15 Comments

  1. the_red_scimitar on

    > But the most essential quality that makes a job a job is that when we are at work, we surrender the power to decide the worth of what we do. At-job is where our labour is appraised by an external meter: the market. At-job, our labour is never a means to itself but a means to money; its value can be expressed only as a number—relative, fluctuating, out of our control. At-job, because an outside eye measures us, the workplace is a place of surveillance. It’s painful to have your sense of worth extracted. For Marx, the poet of economics, when a person’s innate value is replaced with exchange value, it is as if we’ve been reduced to “a mere jelly.”

    There is nothing new about this in the Digital Age. Probably this is how it’s been since the development of culture and society.

  2. SerialBitBanger on

    It’s happening from so many angles that most of the pet theories in this thread are probably correct.

    We’ve been reduced to input parameters in the megacorps “line go up” algorithms. They claim to love their customers, but will happily squeeze every possible cent out even if their customers can barely afford rent. I (only half jokingly) can’t wait until SCOTUS tells us that only corporations and zygotes are worthy of personhood.

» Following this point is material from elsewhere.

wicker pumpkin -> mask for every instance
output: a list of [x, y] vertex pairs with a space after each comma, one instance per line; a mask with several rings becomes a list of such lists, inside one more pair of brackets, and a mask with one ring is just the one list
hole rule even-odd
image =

    “AI” bros are trawling all of human creativity without a single thought as to the long term ramifications. After all, long term is a long way away. Short term profit happens right now! Thousands of years of human achievement are, again, reduced to input parameters.

    Politicians across the planet care more about enriching themselves and their patrons than enacting any policy that might force them to pay into the system. Conservatives may be the embodiment of xenophobia and misogyny, but nobody gains political power with their ethics intact.

    They tell me to fix the system. How? I don’t have the millions it takes to find a campaign. I’m an atheist and that makes me unelectable in the U.S. So I (and presumably others) feel excluded from the decision making process.

    So the megacorps sell us the cure to boredom by weaponizing our glands against us. They create Skinner Boxes to get us into a feedback loop of dopamine addiction from tapping a screen. They sell us 24 hour outrage, which is not healthy for a human brain.

    TLDR: Our collective self worth is plummeting because corporations have hacked our societal norms so that “worth” is tied to how hard you work and how little you complain. What little niceties and luxuries that we *can* afford now spy on us 24/7 and charge a monthly rent for the privilege.

  3. orbvsterrvs on

    Neoliberalist subjectivity is kinda boring isn’t it? “The end of history” maybe not, but the end of fun it can seem.

  4. Gen-Jinjur on

    The digital age depends on users.

    We are the users.

    We are allowing all this to happen.

  5. Enjoy-the-sauce on

    Influencers peddle hyper-curated fake lives, and followers find that their own lives in reality don’t measure up and ask “what am I doing wrong? Why am I not as good or deserving as that influencer?” not realizing that they’re comparing themselves to a person that doesn’t exist.

    I dated an early-days influencer who was getting paid by Facebook. Her online life was flashy and happy and glamorous, but her real life was erratic and always a dollar away from total disaster. She looked like she was partying with celebrities while she was constantly begging her mom for rent money for her crappy studio apartment. It was crazy stressful just to be around.

  6. Good insight at the end. I’d go even further and say nothing was ever “emptied” at all. Selling doesn’t say much about value – look at Vincent van Gogh dying poor. Or for a more modern example, look at open source software. Look at how many people refuse to work out, despite all the information about how important it is. Look at slavery being practiced for hundreds of years. Look at climate change & humans being unable to stop ruining their own ecosystem. There are millions of important examples where popularity and value are quite different. You can definitely bet against the market and win.

  7. totesnotdog on

    Why not just engineer a new sect of tau battle cast to be large gigachads? Maybe they won’t have the gene seed but it would be cool.